Diferenças táticas entre 2010 e 2026
Enquanto a equipe de 2010, liderada por Xavi e Iniesta, era centrada em passes longos e controle no meio-campo, a atual Espanha de Rodri e Lamine Yamal explora mais os lados do campo, com transições rápidas. A posse de bola continua sendo um fundamento, mas o ritmo é mais acelerado.
“A Espanha de 2026 é mais vertical e imprevisível”, afirmou o técnico Luis de la Fuente em entrevista recente. “Temos jogadores capazes de desequilibrar em um contra um, o que nos dá opções diferentes.”

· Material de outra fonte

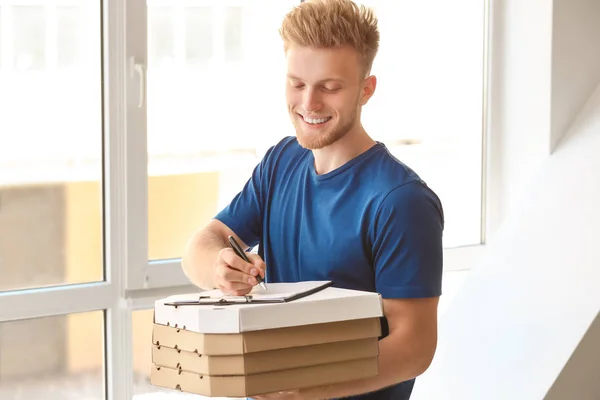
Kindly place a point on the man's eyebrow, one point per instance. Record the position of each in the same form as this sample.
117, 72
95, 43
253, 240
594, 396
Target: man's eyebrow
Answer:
321, 81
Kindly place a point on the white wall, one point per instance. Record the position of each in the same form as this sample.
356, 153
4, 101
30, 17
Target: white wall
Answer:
524, 309
575, 60
519, 99
515, 329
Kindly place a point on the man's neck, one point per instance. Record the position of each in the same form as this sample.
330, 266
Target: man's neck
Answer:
345, 149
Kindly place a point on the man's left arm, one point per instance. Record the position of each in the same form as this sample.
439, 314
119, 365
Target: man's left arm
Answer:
404, 354
408, 251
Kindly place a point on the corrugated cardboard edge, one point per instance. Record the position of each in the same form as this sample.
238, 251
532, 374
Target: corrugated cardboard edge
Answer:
254, 316
251, 385
268, 361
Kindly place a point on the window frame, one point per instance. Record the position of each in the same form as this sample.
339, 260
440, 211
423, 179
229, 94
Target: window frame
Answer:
132, 282
161, 274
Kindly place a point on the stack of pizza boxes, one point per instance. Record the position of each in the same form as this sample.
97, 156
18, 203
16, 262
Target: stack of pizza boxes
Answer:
294, 335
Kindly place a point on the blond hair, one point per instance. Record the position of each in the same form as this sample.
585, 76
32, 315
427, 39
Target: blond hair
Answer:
333, 24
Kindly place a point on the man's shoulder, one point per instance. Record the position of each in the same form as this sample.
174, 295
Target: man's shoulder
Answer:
287, 146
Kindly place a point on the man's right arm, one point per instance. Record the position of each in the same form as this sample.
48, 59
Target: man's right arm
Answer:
209, 262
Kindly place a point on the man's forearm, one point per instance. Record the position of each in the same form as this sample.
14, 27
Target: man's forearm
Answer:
199, 257
397, 363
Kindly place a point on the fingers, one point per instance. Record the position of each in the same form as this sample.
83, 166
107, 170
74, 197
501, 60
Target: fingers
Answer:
235, 276
258, 263
236, 262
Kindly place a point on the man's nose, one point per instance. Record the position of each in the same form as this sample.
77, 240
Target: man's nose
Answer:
312, 100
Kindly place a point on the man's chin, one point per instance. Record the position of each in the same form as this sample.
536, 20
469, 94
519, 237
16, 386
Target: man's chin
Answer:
311, 142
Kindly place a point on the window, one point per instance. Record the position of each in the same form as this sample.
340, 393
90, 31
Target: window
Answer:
69, 29
50, 157
199, 36
434, 61
106, 169
200, 151
64, 362
29, 44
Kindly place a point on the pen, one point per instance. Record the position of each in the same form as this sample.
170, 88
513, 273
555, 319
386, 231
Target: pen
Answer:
238, 250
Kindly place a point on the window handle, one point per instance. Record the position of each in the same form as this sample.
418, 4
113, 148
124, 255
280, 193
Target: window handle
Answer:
139, 69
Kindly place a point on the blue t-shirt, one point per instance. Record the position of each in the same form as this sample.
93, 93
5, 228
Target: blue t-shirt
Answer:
371, 224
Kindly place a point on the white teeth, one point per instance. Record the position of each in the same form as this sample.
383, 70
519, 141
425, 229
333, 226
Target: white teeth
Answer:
316, 120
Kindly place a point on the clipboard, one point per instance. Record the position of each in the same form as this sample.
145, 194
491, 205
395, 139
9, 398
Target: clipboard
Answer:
256, 298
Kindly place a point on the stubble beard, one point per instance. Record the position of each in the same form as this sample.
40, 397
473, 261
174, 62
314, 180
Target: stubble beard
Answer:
322, 139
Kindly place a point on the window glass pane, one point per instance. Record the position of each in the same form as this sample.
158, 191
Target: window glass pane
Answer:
51, 152
68, 43
200, 147
428, 104
29, 43
199, 47
53, 358
161, 36
142, 362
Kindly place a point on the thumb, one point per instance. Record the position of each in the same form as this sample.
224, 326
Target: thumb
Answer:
258, 262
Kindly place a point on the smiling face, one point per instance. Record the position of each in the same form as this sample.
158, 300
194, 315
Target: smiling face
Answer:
325, 91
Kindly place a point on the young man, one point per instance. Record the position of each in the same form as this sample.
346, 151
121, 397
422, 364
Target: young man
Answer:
333, 204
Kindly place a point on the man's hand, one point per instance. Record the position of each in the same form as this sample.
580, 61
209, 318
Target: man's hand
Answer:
235, 276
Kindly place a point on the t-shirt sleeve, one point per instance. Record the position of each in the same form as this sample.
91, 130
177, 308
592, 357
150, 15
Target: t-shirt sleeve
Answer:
407, 246
244, 214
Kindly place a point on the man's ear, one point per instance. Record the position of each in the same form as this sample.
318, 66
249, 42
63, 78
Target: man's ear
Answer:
369, 85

Mudança na origem dos jogadores
Outra diferença marcante é a origem dos jogadores. Em 2010, a base era de Barcelona e Real Madrid, com 7 e 3 representantes, respectivamente. Em 2026, o elenco é mais diversificado, com atletas de clubes como Manchester City (Rodri), Athletic Bilbao (Nico Williams) e Paris Saint-Germain (Fabián Ruiz). O Barcelona ainda contribui com Lamine Yamal e Pedri, mas a hegemonia se diluiu.
A final de 2026 pode unir as duas gerações com um segundo título mundial. A Espanha busca repetir o feito de 2010, quando venceu a Holanda na prorrogação por 1 a 0.